If Teague found out, he’d never forgive her.

She wasn’t sure she’d ever forgive herself.





The tide that had been drowning Teague since he realized Devlin would never follow through on his many dreams retreated slightly with Callie in his arms. It wasn’t gone. He knew that. He didn’t want it gone. To move on his with life as if nothing was wrong would be unforgivable. There was a gaping hole in his chest and it didn’t show signs of closing anytime soon.

He closed his eyes and inhaled Callie’s rose scent. “Devlin was…” His throat tried to close.

She hugged him tighter, careful of his bruised side. “You don’t have to talk if you don’t want to.”

“I know. I want to. I need to…” He didn’t even know. His life hadn’t been untouched by pain up to this point, but calling what he was feeling pain was a gross understatement. There was an abyss inside him that had never existed before, ready to swallow him whole.

She nodded against his chest. “You want to remember him how he was in life, not how it ended.”

“Yes.” That was it. That broken, bloody body wasn’t his brother. Everything that made Devlin Devlin fled the moment he took his last breath. Fuck, this never should have happened. I should have protected him, gotten him and the girls out of town and safe until I knew the danger had passed. The wound in his chest pulsed in agony, the abyss opening wider. He’d been damn near cocky, sure that he’d find the identity of Brendan’s killer before something terrible happened.

The price he paid for being wrong was too high.

“I’d do anything for a time machine to take me back a week.”

“I know.” The quiet grief in her voice snapped him temporarily out of his spiral. Because she did know. She’d lost her brother less than a year ago. It hadn’t been in violence, but that really didn’t make a difference when someone so young was suddenly gone, taken too soon.

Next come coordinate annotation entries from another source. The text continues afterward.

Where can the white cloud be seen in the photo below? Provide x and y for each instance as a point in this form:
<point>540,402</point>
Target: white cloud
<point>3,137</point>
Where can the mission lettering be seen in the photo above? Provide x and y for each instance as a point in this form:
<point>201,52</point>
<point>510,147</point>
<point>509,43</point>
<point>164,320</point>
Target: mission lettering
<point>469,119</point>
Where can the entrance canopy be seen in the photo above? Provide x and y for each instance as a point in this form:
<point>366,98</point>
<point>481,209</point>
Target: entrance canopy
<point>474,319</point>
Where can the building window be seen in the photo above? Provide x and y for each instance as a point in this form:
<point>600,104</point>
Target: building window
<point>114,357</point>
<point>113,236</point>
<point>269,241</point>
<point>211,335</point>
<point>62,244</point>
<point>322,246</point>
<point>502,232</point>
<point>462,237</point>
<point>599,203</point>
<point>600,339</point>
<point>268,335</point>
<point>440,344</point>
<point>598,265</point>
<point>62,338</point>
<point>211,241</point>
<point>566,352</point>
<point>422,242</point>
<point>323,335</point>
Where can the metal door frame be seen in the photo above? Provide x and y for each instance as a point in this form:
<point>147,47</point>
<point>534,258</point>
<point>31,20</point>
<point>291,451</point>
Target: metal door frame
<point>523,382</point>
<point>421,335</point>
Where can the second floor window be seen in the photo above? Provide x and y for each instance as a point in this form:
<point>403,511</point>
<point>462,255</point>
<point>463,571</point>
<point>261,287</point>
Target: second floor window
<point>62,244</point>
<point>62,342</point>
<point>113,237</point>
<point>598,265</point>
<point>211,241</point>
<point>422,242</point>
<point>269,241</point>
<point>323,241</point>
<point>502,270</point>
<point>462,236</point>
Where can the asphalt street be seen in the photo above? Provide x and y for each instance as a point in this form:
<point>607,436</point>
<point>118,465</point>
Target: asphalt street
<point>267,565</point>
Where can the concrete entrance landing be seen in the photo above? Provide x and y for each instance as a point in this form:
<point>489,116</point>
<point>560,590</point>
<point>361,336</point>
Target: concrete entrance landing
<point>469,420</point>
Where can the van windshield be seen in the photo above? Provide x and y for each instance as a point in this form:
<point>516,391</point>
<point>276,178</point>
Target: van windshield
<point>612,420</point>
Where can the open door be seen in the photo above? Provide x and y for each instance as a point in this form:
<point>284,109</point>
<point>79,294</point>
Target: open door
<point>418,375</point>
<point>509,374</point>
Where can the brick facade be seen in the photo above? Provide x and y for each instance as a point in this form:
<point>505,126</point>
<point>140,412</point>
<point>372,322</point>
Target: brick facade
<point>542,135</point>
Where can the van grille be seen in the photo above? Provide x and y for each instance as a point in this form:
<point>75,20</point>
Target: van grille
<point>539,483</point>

“Does this feeling ever go away?”

Callie shifted. “There will always be bad days, I think. Days where you wake up and forget that he’s gone, and then the realization hits and it’s every bit as bad as what you’re feeling now. But there will be good days. At first they’re so few and far between it’s like they don’t exist at all, but then one shows up and it’s this soft ray of sunshine in the midst of a hurricane. You barely notice it, and then it’s gone. And then, sometime not too long after that, another one shows up, and another, until the balance shifts and you have more sunshine than storm.”